Mobile devices or mHealth, which offer advanced data collection and sharing opportunities, are also becoming ubiquitous in healthcare, with an estimated 87% of physicians using a mobile device for work and 50% of those using an iPad in their practice. The use of mobile devices to generate and share data is not, of course, confined to the professional. Patients are starting to use mobile apps. A report by mobile analyst, Flurry Insights in June 2014, saw a 62% increase in the use of health apps by the public and there is a move for the data generated using these apps to be shared with doctors, so much so, that the FDA are currently exploring how to regulate these apps.
Then there is the advent of the Internet of Things (IoT). The benefits of IoT in healthcare can be substantial as research identified in a report by MacAfee on The HealthCare of the Internet of Things, shows the use of IoT in healthcare provides a saving of $63 billion in the next 15 years. However, as an extended family of Internet connected devices enter the patient data eco-system, we will see even more complexity and more pathway extensions that open up areas where privacy and security are at risk. The same report also stated that privacy violations are one of the expected downsides of the use of IoT in healthcare and that the use of encrypted data transmissions between devices is crucial to remediate this issue.
Where do we go from here?
Efficient data sharing is a vital part of modern medicine.

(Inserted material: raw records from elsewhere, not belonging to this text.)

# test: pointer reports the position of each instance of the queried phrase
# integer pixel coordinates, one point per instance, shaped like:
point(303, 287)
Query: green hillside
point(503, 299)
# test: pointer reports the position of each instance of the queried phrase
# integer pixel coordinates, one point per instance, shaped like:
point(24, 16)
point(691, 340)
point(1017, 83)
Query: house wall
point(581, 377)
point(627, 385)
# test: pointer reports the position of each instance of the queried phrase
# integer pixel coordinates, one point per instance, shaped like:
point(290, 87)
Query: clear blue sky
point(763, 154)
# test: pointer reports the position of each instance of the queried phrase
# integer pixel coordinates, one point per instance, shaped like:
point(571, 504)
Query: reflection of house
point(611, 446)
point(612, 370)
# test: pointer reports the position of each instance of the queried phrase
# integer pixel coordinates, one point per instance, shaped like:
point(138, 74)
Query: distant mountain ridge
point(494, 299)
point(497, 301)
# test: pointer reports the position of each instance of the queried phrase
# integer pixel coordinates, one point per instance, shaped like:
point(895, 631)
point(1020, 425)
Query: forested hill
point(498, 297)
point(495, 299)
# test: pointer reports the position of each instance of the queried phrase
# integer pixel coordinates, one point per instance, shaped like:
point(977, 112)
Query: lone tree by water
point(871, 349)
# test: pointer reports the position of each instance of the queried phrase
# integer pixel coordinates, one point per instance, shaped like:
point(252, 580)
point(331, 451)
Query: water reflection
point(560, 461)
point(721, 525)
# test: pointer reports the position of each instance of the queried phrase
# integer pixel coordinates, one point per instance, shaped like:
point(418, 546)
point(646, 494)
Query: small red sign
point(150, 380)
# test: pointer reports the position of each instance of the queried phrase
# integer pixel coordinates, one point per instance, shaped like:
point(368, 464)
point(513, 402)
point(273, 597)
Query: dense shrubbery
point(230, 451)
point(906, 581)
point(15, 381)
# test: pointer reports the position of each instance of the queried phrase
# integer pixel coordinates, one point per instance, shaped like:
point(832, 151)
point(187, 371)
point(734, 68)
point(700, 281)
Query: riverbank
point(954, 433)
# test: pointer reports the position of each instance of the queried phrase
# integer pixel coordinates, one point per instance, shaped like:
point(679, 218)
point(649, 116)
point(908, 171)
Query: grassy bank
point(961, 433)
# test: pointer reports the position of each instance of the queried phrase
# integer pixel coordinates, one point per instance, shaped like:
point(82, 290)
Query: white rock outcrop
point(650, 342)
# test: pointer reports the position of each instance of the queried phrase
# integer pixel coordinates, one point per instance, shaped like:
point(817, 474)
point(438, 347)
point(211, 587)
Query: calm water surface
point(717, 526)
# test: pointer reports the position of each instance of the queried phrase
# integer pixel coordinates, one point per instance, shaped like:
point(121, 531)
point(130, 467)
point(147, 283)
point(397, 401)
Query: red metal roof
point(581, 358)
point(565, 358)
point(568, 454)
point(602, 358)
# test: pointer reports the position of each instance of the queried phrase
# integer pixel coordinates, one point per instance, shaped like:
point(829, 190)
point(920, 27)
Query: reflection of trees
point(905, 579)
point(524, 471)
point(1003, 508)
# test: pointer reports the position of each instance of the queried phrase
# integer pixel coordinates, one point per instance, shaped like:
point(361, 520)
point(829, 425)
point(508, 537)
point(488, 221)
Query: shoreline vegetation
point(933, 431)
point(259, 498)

Add to this the need to share these data across different device types, often using Cloud technologies, within a context of an increasingly sophisticated cybercrime landscape and you create a can of worms as far as ensuring that patient data privacy is upheld.
Organizations such as the U.S. Health IT Policy Committee provide standards and certifications that provide a framework for health record privacy, particularly EHR. They have embedded the HIPPA privacy and security requirements into the U.S. Medicare and Mediaid EHR incentive programs, requiring providers to reach certain levels of attainment in the use of EHR’s.

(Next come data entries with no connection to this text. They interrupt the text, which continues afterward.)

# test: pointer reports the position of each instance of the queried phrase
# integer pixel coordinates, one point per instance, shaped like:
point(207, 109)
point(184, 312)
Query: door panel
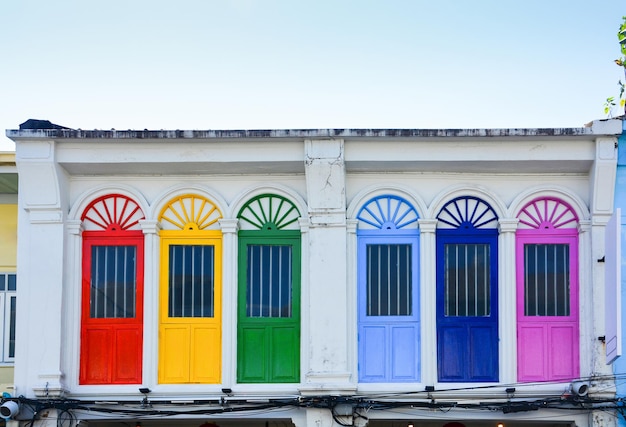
point(389, 331)
point(467, 309)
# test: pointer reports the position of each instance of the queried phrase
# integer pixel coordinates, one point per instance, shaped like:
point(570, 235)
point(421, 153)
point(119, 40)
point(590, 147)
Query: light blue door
point(389, 328)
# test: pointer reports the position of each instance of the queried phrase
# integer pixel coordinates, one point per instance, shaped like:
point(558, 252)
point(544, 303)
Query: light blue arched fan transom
point(387, 213)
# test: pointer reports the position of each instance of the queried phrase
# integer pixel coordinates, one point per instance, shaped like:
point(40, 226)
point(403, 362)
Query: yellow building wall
point(8, 237)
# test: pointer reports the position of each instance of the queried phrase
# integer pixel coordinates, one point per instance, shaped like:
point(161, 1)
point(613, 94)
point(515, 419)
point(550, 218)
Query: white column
point(586, 290)
point(229, 300)
point(327, 270)
point(72, 318)
point(507, 321)
point(42, 207)
point(428, 299)
point(352, 293)
point(151, 305)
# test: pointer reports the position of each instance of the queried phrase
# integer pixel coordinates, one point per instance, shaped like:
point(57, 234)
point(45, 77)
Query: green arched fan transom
point(269, 212)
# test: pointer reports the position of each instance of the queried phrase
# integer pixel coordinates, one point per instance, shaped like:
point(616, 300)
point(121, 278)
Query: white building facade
point(314, 277)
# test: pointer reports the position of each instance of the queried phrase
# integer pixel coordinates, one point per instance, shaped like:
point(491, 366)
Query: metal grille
point(546, 280)
point(191, 275)
point(467, 290)
point(113, 282)
point(269, 281)
point(389, 288)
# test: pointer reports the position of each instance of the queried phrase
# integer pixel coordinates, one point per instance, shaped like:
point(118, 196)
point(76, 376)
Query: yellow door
point(190, 319)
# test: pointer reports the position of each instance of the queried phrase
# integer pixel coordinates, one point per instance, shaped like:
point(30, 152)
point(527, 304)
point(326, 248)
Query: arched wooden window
point(190, 319)
point(268, 322)
point(547, 291)
point(388, 291)
point(467, 291)
point(112, 292)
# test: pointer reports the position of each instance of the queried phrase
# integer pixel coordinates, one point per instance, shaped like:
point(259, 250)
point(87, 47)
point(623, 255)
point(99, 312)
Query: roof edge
point(600, 127)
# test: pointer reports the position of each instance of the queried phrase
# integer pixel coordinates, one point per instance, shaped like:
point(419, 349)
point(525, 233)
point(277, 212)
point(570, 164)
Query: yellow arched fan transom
point(190, 212)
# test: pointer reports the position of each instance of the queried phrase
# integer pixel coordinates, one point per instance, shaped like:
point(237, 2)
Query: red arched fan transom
point(547, 213)
point(113, 212)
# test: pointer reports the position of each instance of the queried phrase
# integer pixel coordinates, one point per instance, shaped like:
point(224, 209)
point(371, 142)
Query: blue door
point(467, 292)
point(389, 331)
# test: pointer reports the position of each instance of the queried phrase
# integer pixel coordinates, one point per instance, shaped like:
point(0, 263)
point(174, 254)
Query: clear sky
point(275, 64)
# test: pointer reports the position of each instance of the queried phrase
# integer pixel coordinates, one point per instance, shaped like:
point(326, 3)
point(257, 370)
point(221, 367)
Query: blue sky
point(273, 64)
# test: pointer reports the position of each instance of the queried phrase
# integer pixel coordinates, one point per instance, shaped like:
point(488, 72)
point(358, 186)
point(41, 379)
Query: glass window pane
point(191, 281)
point(113, 282)
point(546, 280)
point(388, 280)
point(269, 281)
point(467, 287)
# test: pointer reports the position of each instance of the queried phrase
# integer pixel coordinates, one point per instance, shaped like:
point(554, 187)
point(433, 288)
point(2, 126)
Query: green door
point(268, 312)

The Center for Democracy and Technology (CDT) in partnership with the California Healthcare Foundation, have developed a set of privacy principles in healthcare use of data that cover off the main areas of consent, notice, security and choice. The bottom line outcome of the review is that patients should have more choice in how their information is collected and used; the fundamental principle being that patients have rights to their own data. The CDT recognizes that patient data is needed for research, for example, but it should be used in an environment of transparency and user choice. The CDT is currently running a series of consultative workshops with stakeholders looking at the impact of big data on patient privacy and how to resolve these issues. One of the areas they wish to focus in on, is how to interpret the Fair Information Practice Principles or FIPPS-based HIPPA rules. The outcome they are hoping for is to create privacy principles that will encompass both traditional and emerging healthcare applications.
But principles and guidelines are not enough; you need technical innovation that can apply these principles. There are a number of groups working in the technology area of healthcare data sharing, including the Kantara Initiative. Here a working group, known as User Managed Access or UMA, is working on an open standard Internet protocol that will allow users to manage their consent to share data within a healthcare context. It is the use of technologies like the UMA protocol that will enable the use of wide scale EHR platforms with an extended IoT/mHealth framework, to be utilized in a more transparent, consented and privacy enhanced manner.